A sample twelve lesson curriculum that draws from theoretical framing and research into how to engage intercultural learning in the language classroom. This curriculum is geared towards ninth grade ESL students in an English as an Additional Language course.

English Language Learning Theatre Workshops

Sample lessons from a five-week class that I designed and taught at the Marc Atkinson Recreation Center in Phoenix . The center is located in an area with a high population of refugee and asylum-seeking families, and many of the youth who attend this recreation center are dual-language speakers. The class focused on building English language literacy skills through drama-based work.

Goodbye Summer, Hello Autumn Story Drama

I co-wrote and facilitated this lesson with one of my former fellow classmates. We taught this workshop to a group three to five-year-olds as part of our Story Drama and Literacy residency with the City of Tempe Public Library. The lesson centers on exploring the seasons through the book “Goodbye Summer, Hello Autumn” by Kenard Park.

Why Drama? Sample Lessons for How to Use Drama in an English as a Second Language Classroom

This handbook is designed for English as a Second Language teachers to be able to access drama-based lessons for their classrooms. The focus of the sample lessons center on five-day unit exploring body parts through reading the short-story “The Gruffalo” by Julia Donaldson in the context of a 1st grade ESL class. The lessons give a brief overview and a general idea of methods and techniques that could be adapted and utilized with any age group and language ability.

Go Green: Building an Environmental Project Proposal Through Drama in the Language Classroom

This residency is for a Primary/Grade Six English as a Foreign Language classroom, similar to the class I taught while working at the bilingual school in Madrid, Spain. The sessions focus on vocabulary from a unit on the environment and sustainability.

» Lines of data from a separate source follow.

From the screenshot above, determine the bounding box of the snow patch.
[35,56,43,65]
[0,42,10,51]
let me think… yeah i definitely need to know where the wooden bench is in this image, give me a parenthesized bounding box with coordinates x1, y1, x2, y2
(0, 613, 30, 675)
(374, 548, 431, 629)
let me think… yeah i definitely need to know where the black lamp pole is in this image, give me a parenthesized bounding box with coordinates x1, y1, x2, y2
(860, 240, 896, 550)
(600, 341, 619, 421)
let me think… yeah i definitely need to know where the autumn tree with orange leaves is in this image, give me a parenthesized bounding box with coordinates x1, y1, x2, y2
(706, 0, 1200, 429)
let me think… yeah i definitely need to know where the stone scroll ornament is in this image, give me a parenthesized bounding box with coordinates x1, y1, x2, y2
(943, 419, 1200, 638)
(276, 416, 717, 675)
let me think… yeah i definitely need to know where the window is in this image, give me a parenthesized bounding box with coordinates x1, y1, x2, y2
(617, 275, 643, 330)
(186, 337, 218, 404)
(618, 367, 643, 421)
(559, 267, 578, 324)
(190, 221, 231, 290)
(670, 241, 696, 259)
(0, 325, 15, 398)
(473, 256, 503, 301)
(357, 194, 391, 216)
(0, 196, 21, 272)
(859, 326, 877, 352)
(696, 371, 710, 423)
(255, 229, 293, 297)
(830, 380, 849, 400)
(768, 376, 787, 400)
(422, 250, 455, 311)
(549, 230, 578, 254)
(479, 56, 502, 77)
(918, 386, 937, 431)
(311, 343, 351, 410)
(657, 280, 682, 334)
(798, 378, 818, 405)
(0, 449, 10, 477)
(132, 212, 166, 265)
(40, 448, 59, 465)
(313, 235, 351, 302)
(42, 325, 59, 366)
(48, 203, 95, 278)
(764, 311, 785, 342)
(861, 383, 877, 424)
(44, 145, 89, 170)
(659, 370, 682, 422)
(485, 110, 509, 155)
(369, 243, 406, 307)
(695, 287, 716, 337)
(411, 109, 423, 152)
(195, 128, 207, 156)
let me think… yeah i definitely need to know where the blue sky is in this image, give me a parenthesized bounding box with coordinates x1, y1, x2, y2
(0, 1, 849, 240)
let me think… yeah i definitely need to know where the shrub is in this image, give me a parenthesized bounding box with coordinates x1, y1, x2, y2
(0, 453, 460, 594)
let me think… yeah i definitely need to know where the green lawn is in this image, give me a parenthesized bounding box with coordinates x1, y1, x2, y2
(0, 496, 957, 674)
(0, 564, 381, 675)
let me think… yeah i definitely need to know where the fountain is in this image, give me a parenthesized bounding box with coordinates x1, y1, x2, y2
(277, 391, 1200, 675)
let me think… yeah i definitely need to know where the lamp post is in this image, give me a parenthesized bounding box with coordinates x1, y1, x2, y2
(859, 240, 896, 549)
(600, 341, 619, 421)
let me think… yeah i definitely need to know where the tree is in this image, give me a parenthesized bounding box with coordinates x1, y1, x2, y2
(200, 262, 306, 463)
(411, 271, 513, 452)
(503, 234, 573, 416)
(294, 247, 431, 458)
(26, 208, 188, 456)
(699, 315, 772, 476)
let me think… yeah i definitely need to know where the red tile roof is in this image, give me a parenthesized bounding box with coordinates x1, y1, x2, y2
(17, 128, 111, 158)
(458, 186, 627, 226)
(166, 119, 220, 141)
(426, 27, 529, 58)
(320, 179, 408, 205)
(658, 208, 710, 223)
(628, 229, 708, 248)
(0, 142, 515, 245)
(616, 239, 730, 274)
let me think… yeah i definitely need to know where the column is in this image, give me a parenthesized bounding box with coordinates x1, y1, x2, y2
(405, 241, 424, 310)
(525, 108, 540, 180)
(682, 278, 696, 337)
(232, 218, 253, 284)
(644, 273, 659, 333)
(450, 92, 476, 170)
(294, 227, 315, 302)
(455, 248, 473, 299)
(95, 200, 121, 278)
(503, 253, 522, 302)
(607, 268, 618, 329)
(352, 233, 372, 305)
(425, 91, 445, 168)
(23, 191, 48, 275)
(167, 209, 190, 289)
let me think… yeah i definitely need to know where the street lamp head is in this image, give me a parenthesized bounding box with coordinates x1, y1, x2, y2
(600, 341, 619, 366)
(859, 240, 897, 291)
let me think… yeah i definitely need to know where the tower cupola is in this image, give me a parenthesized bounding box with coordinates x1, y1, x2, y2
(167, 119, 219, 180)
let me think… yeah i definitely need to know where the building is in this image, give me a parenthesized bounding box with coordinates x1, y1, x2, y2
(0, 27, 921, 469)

Drama for Teaching and Learning Sample Syllabus

I designed this syllabus as part of my work apprenticing my professor Mary McAvoy in her Creative Drama with Youth (Drama for Teaching and Learning) undergraduate course at Arizona State University. This course is offered for students in the Education or the Theatre department. As I have apprenticed this course as well as created my own syllabus, I am now qualified to teach this class at a university level.